This article appeared in the print edition of Architecture Ireland (RIAI Journal) Issue 311 May/June 2020, page 84
As the profession steers through this crisis, the way we restructure our workflows will be an endorsement of how we see the future of work itself. At ArchDaily, where digital processes were second-nature, we did not experience the same unfamiliar migration from offices to homes that many architectural firms (including mine) experienced. Instead, our scramble was to understand this new world, and generate content to empower our audience. We noted a clear bottom line: offices and institutions with existing flexible, hybrid environments had the space to respond proactively to the crisis and even launch new products and services, while those whose embrace of digital workflows had stalled were forced into a reactive response to unfolding events.
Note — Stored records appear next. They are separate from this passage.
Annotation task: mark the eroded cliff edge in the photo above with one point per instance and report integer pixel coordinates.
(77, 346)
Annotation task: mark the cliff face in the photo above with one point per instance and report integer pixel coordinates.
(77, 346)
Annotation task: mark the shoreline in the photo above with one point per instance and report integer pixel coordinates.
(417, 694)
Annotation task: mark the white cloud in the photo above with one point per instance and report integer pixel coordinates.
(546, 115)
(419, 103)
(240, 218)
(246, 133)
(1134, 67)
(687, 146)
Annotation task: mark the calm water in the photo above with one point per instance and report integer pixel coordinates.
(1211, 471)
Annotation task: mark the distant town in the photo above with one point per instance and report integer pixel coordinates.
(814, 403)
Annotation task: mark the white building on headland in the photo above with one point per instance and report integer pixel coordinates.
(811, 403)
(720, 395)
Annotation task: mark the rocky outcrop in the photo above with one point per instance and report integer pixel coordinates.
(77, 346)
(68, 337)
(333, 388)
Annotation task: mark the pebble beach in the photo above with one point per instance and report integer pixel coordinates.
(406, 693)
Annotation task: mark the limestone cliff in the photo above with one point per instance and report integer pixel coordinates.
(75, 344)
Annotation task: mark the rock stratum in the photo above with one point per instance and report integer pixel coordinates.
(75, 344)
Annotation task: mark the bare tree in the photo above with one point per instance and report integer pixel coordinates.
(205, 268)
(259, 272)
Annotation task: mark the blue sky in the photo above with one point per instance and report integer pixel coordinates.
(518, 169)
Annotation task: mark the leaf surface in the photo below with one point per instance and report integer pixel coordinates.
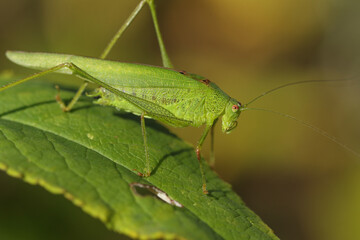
(89, 155)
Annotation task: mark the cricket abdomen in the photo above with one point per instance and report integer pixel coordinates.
(192, 105)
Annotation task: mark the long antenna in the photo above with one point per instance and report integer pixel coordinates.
(297, 83)
(316, 129)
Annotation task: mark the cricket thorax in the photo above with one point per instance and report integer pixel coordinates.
(232, 112)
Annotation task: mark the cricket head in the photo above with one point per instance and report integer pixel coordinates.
(232, 112)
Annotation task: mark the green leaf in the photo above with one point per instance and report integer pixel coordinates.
(88, 156)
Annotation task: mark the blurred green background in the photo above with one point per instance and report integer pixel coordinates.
(300, 183)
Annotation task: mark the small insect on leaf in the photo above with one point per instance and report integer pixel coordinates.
(151, 190)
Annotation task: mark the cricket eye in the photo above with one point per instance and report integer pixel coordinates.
(235, 108)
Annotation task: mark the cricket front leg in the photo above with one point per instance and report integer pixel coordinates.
(198, 154)
(143, 131)
(212, 138)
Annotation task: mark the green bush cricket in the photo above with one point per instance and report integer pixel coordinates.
(173, 97)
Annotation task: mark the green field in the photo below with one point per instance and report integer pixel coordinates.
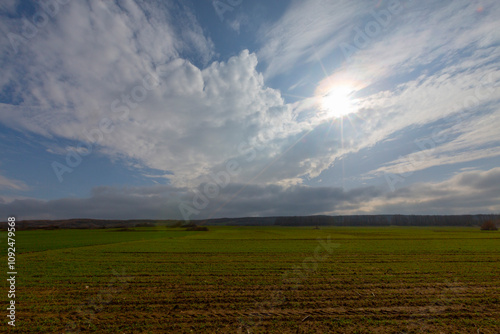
(257, 280)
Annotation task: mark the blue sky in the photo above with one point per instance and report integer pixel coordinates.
(200, 109)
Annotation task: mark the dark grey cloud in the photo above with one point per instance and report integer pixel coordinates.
(467, 192)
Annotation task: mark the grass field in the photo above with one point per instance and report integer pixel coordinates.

These reflections within the architectural community about how to restructure and reimagine our operational model can be of significant benefit not just to ourselves, but to the larger built environment. In a ‘post-peak, pre-vaccine’ environment, there will be many forks in the road concerning the future of work. How architects analyse, reconsider, and redesign both our office and business models will influence how we design future work environments for other industries.
This paradigm shift may lead to a revision of established norms in architecture and urbanism. It may require us to ask deep questions of how our behavioural changes will affect the built environment. If people become reluctant to use public transport for health reasons, how can we avoid a return to the car-dominated urbanism that architects fought so hard against? What are the consequences if offices relocate en-masse away from urban centres and towards out-of-town office parks? How can a work-from-home model avoid the hollowing out of city centres, and an explosion of urban sprawl? While recent centuries have seen a global arc towards a Renaissance city state model of urbanism, is it time to revisit the role of the city in the everyday life of citizens, particularly if offices join retail units in a shift from physical to digital?
There are no easy answers to the above questions, nor should we expect there to be. Nevertheless, they are questions which position architects as valuable contributors, or even leaders, in the conversation about how our ‘new normal’ will balance urban and rural, physical and digital, individual and collective. But the fundamental question for architects has not changed: what relationship would we like between ourselves and the built environment?